AutoFilter's summary file will give a great idea on how many true variants AutoFilter is throwing away at any threshold. From here you can
choose the calling threshold that achieves the sensitivity/specificity tradeoff most suitable to your needs.
Can AutoFilter handle multi-sample VCFs?
Sure. A multi-sample variant will be flagged as PASS if it is passed in any sample.
Does AutoFilter work on all variants?
No. Most importantly, AutoFilter labels all multi-allelic variants as PASS. AutoFilter
considers a variant to be "multi-allelic" if it contains
more than one allele in the ALT field OR its genotype field "X/Y" includes an integer greater than one
(though the second condition should imply the first). Note that these criteria also apply to
multi-sample variants, even if the variant has only one alternate allele in any given sample.
Variants with unconventional annotations (such as structural variants enclosed by < >) will always
be passed, provided they do not have a reference genotype.
During preprocessing, shouldn't you be running pre.py to ensure consistent format for INDELs?
This is indeed the best practice. However, pre.py changes the VCF annotations, meaning
that a model trained on pre.py-processed VCFs will only run on VCFs that have been subjected to
the same procedure. Moreover, in our experience the improvements gained from applying pre.py are
minimal.
Since ease of use is one of our primary goals, it seemed better not
to require our users to apply pre.py to every VCF in their pipeline. That said, users
wishing to go this route can easily modify the file autofilt_preprocess.py to include
a pre.py command.
Can I train on multiple VCFs?
Sure. Just pass multiple "--vcf_query_preprocessed" and "--vcf_happy" arguments to the training script
autofilt_train.py in
a consistent order.
When building custom models, do I have to include entries for all 16 types (SNP het, SNP hom, I1_5_het, ..., MNP_hom)?
Nope!
Why does AutoFilter only support xgboost architecture? I want to use neural networks/logistic regression/random forests/support vector machines!

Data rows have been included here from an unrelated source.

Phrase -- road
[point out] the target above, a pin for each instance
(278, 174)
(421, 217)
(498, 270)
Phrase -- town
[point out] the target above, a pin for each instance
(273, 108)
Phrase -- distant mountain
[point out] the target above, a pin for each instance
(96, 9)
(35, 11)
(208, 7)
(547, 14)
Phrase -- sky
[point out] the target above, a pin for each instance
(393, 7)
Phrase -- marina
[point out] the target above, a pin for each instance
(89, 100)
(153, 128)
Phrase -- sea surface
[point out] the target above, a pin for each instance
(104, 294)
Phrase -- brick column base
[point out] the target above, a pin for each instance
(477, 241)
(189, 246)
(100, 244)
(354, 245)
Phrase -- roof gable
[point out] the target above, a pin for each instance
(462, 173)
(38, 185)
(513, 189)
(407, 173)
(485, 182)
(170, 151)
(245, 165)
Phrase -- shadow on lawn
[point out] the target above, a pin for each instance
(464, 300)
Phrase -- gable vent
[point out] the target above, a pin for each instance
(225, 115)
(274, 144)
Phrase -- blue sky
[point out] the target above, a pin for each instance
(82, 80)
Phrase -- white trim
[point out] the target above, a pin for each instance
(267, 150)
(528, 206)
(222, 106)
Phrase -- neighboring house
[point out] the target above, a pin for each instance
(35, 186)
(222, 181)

None of these model-types is robust enough to blindly train on all features in an arbitrary VCF and achieve good results.
The remarkable discerning power of gradient-boosted trees is really what makes AutoFilter possible in the first place.
One could build an AutoFilter-like package for applying these other architectures to VCFs, but accuracy and ease
of use would both suffer.
You say AutoFilter trains on all the features in a VCF. Won't some of these features just be meaningless noise that impairs accuracy?
This is another problem that is largely obviated by the gradient-boosted tree architecture, which focuses on important features and ignores the
uninformative ones. In our experience, feature-pruning an xgboost model does not lead to significant gains in accuracy. Regardless,
AutoFilter achieves solid performance even when all features are included.
Which version of Python is AutoFilter supposed to run on? And is this the same version required by the preprocessing script?
AutoFilter is designed to work in Python 3.6, though it works in 2.7. The program hap.py requires python 2.7, meaning the script preprocess.sh in Step 3 must be run in a python 2.7 environment.
We recommend the use of a version-flexible distribution of Python such as Anaconda. You can seamlessly add your package-loading commands to the pre-processing script-writer autofilt_preprocess.py as shown below:
## autofilt_preprocess.py
...
with open(scriptfile_preprocess,'w') as fx:
fx.write("#!/bin/bash\n")
fx.write("#$ -pe smp 8\n")
fx.write("conda activate your_python2.7_env") ##### ADD THIS LINE ######
fx.write(cmd_dict['bedtools_path']+' intersect -a '+bedfile_truth +' -b '+bedfile_query+' |\\\n')
fx.write(cmd_dict['bedtools_path']+ ' sort -i - > ' + bedfile_intersected +'\n')
Can I use AutoFilter to identify somatic variants?
No, this sounds like a terrible idea. Somatic variant calling is much harder than germline calling owing to the enormously larger genetic diversity of a tumor sample. There are many tools (MuTect, VarScan) specifically designed to address this difficult problem.